I still can not bring myself to say I am sorry to her after all these years for my inner feelings. The best I can do now is publicly apologize to everyone else who I may have treated with disdain for being a Christian. My hope is that someone, somewhere may read this, approach a neighbor or distant acquaintance and say "It is OK for you to not believe -- let's be friends anyways."

Thank you for an opportunity for getting this off of my chest. It will make me feel like I have made some difference in this religious warfare.

--Duane

For the most part, every one that is a part of the religious delusion preaches a message of tolerance and understanding, but in my experience it's been quite the opposite, at least for people that don't express your views of course.

As an atheist, I constantly feel unwelcome and uncomfortable around any one that declares themselves a person of faith. I've been told on numerous occasions how I'm going to 'burn in hell for eternity' and that I need to think about the afterlife and I'll surely repent and change the errors of my ways.

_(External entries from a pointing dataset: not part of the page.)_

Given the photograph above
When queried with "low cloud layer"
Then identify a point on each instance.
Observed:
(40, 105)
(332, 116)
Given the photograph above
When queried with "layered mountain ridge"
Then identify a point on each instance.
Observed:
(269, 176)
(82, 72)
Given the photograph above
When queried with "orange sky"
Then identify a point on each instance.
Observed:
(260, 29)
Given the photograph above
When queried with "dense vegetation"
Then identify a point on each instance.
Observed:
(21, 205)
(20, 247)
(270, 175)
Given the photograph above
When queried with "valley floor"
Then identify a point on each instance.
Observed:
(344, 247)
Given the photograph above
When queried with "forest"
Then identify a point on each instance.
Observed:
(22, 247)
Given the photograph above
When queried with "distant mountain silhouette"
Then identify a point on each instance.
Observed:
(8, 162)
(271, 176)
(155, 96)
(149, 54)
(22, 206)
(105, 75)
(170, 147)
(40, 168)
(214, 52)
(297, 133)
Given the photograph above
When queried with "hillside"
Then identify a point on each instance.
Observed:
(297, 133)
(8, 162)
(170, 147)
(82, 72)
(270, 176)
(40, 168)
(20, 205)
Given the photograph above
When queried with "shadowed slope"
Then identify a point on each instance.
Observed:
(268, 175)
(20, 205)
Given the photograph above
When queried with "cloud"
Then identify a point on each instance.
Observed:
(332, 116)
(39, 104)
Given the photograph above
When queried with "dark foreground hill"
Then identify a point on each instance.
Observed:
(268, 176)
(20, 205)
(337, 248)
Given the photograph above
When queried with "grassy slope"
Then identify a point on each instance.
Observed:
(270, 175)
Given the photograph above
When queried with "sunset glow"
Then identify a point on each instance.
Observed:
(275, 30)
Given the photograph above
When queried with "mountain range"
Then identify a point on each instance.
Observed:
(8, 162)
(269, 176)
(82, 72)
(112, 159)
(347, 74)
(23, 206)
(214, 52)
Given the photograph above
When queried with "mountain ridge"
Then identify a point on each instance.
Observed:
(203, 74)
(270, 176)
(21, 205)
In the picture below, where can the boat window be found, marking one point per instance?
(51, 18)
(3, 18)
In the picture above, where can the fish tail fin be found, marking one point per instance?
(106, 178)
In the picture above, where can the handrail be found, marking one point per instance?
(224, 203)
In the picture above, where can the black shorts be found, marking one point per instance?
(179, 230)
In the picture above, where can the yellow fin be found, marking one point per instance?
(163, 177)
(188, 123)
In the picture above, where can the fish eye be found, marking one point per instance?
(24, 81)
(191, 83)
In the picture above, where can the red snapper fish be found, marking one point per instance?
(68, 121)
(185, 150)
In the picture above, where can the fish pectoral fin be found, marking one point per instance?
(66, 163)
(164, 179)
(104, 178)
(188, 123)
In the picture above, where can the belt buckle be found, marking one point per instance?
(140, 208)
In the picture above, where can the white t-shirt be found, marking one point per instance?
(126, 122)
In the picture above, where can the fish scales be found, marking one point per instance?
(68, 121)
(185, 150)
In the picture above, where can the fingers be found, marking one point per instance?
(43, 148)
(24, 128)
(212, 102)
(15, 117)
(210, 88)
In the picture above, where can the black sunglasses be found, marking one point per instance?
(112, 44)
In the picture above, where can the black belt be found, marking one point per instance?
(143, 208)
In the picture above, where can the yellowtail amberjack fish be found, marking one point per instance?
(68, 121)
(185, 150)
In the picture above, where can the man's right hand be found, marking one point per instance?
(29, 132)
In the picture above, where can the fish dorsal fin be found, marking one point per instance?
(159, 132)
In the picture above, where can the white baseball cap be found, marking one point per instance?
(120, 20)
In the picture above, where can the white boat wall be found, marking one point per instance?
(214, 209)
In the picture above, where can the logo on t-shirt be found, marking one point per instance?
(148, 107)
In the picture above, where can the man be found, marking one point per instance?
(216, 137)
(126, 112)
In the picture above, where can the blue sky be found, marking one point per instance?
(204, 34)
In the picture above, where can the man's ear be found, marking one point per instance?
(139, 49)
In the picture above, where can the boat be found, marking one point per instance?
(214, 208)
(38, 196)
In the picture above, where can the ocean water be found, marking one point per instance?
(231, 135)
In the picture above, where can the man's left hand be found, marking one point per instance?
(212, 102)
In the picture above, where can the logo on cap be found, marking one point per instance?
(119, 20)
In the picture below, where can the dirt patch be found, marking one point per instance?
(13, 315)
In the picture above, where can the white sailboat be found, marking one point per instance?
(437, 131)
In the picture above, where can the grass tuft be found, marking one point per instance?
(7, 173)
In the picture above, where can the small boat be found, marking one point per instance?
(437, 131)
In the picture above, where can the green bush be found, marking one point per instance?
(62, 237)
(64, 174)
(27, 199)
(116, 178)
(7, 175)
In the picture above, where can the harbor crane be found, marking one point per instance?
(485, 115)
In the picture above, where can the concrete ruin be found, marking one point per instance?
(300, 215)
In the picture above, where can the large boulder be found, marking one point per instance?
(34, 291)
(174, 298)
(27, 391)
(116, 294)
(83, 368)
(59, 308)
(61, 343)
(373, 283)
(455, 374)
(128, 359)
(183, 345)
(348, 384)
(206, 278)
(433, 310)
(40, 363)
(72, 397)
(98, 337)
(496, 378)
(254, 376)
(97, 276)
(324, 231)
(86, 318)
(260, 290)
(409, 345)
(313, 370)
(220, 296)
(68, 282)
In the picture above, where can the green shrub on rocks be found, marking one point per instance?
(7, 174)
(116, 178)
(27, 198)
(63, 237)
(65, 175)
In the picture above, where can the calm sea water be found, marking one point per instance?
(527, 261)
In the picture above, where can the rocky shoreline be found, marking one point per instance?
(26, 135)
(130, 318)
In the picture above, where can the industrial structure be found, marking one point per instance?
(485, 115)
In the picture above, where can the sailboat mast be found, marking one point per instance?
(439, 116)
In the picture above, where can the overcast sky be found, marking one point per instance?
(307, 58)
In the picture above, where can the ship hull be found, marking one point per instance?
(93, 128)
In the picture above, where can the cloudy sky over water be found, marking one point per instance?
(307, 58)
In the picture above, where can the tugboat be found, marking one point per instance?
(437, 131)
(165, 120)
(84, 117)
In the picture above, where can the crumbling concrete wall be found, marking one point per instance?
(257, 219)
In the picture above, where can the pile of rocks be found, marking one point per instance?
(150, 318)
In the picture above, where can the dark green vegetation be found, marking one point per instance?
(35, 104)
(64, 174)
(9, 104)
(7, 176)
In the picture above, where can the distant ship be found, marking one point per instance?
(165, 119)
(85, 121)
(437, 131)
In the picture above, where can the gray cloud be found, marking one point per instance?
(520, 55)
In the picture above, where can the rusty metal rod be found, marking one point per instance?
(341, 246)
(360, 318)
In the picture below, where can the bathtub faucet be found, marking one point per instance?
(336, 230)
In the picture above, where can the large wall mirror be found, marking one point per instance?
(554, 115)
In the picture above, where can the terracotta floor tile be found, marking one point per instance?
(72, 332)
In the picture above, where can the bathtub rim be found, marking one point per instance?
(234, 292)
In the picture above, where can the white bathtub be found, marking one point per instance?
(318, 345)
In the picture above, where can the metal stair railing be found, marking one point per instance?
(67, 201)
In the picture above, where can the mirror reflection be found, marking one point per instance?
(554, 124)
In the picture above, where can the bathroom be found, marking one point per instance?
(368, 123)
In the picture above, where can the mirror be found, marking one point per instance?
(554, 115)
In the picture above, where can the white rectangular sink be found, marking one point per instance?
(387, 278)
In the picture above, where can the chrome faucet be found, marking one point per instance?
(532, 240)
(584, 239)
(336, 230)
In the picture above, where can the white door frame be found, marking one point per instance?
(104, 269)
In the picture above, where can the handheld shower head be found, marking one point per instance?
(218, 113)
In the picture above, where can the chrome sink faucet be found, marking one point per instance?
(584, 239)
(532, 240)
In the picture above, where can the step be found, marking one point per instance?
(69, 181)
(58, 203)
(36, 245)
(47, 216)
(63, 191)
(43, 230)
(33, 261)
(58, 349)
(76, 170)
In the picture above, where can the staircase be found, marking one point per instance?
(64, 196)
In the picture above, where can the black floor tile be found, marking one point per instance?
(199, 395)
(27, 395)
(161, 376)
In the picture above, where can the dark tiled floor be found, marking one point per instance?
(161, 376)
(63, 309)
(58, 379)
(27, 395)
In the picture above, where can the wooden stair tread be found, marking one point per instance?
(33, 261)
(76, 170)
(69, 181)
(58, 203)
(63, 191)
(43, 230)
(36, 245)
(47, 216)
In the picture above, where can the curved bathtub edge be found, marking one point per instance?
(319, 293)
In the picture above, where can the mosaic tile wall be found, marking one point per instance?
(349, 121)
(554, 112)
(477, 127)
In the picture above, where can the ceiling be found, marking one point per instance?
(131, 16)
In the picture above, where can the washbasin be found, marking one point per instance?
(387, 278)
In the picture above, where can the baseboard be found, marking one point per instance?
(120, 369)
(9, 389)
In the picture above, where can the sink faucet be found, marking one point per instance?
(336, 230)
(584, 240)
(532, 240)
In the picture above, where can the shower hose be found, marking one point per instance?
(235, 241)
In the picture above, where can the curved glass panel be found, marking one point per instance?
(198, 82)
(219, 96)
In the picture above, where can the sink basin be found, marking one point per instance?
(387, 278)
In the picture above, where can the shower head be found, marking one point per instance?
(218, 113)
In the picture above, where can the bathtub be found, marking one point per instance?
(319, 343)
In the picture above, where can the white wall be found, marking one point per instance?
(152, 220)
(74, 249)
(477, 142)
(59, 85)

I'm sorry, but for the most part you are all very arrogant. I will not be burdened by your demons. A part of me likes to think that as a person that is almost directly opposed to the way that you think, the fact that I can live a happy and successful life is a mockery of your shameful excuse for a belief system.

And sometimes as a gay man, I feel scared for my life. There are those among you who equate homosexuality with pedophilia and murder, and would like nothing better to see me put to death, or exorcised to get the demons out, beaten, converted to heterosexuality, whatever. You people disgust me. Me being gay has absolutely nothing to do with who I am as a person, or how I behave or interact with other people, and there is nothing that could be more insulting than to be told by random strangers that I'm incapable of love, or that I'm vile filth on the face of the earth and should be burnt alive. Thanks for that.

You infiltrate everywhere, promoting ignorance, indoctrinating children into your insanity and anti-intellectual doctrine well before they even know how to make up their mind about anything. You would think it silly to identify a 5 year old as a democrat, or a vegetarian, or any other group or organization that requires _any_ amount of critical thinking, and yet you find nothing wrong with a 5 year old calling themselves a Christian, or a Muslim, or whatever. That's just wrong, and they have absolutely no idea what that even means.

I want you out of the government, out of science, out of public school systems, out of my personal life, in a small little corner in your godforsaken tax free hate mongering churches where you can keep your belief in an invisible man in the sky watching over you to yourself.